Forgive me for being macabre, but I think the only thing that would stop them is nothing short of a player death. Coaches and support staff and those surrounding the game are older than the athletes, and therefore at higher risk. Therefore, one could imagine that leagues (and even many fans) would be able to disassociate themselves from something terrible happening to one of them — expressing remorse and sadness, but not responsibility. (Rockets coach Mike D’Antoni, 69 years old, has said he’d have “no reservations” about coaching in the pandemic, and his view is thought to be widely shared by lifers inside these sports.)
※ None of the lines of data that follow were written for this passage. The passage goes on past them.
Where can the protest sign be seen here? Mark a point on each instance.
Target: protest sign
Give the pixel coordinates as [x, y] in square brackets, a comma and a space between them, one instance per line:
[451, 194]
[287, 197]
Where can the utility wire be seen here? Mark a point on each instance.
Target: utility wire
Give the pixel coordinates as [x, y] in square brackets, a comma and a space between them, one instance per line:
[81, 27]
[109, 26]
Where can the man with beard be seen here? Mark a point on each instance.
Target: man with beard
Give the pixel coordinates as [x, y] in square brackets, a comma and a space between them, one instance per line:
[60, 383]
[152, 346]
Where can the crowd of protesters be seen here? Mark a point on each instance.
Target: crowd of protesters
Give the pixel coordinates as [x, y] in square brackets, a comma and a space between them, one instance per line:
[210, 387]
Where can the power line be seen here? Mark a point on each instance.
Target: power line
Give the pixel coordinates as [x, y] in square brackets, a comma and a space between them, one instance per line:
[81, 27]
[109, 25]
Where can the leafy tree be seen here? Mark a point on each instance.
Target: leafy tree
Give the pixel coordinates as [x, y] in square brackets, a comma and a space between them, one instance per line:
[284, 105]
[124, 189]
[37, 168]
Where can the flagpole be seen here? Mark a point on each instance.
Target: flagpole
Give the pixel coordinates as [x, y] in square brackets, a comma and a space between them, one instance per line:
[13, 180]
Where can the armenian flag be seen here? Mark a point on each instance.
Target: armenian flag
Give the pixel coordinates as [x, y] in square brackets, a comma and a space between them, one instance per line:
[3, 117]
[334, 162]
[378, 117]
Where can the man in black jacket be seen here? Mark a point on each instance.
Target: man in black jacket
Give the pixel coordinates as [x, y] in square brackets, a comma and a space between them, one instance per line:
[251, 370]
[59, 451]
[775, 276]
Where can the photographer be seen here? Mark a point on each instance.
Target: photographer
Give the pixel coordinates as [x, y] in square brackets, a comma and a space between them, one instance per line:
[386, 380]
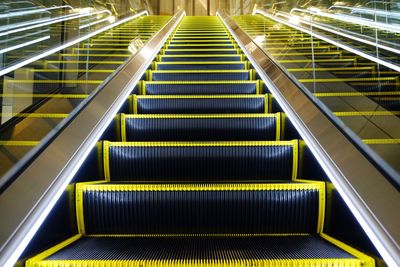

But if a player dies? The whole thing would go up in smoke, and probably not just in the short term. An athlete death would be a stain on these leagues forever. Again: The odds are against it. But all it takes is one. It’s not as if some players aren’t at least somewhat immunocompromised: NBA MVP James Harden has asthma, for example, and MLB All-Stars Carlos Carrasco and Kenley Jansen have both undergone heart procedures. They would likely be okay, even if they contracted the disease. Almost all players would be. But again: All it takes is one. If one player were to succumb to this virus that has already killed nearly 500,000 people worldwide, the whole calculus for the entire return of sports would collapse. It wouldn’t be seen as something that could unite us, or distract us, or provide solace during an uncertain time. It would just be seen as a cash grab for executives sitting in luxury suites, viewing from a safe distance as a player they rushed back to the field lost their life.
This is unlikely to happen. The entire sports-industrial complex is assuming it’s not going to happen. But it could. If you’re wondering why sports is forging forward despite positive tests, it’s because the people who run sports do not think the virus is going to kill any of its players. Let us all pray that they are right.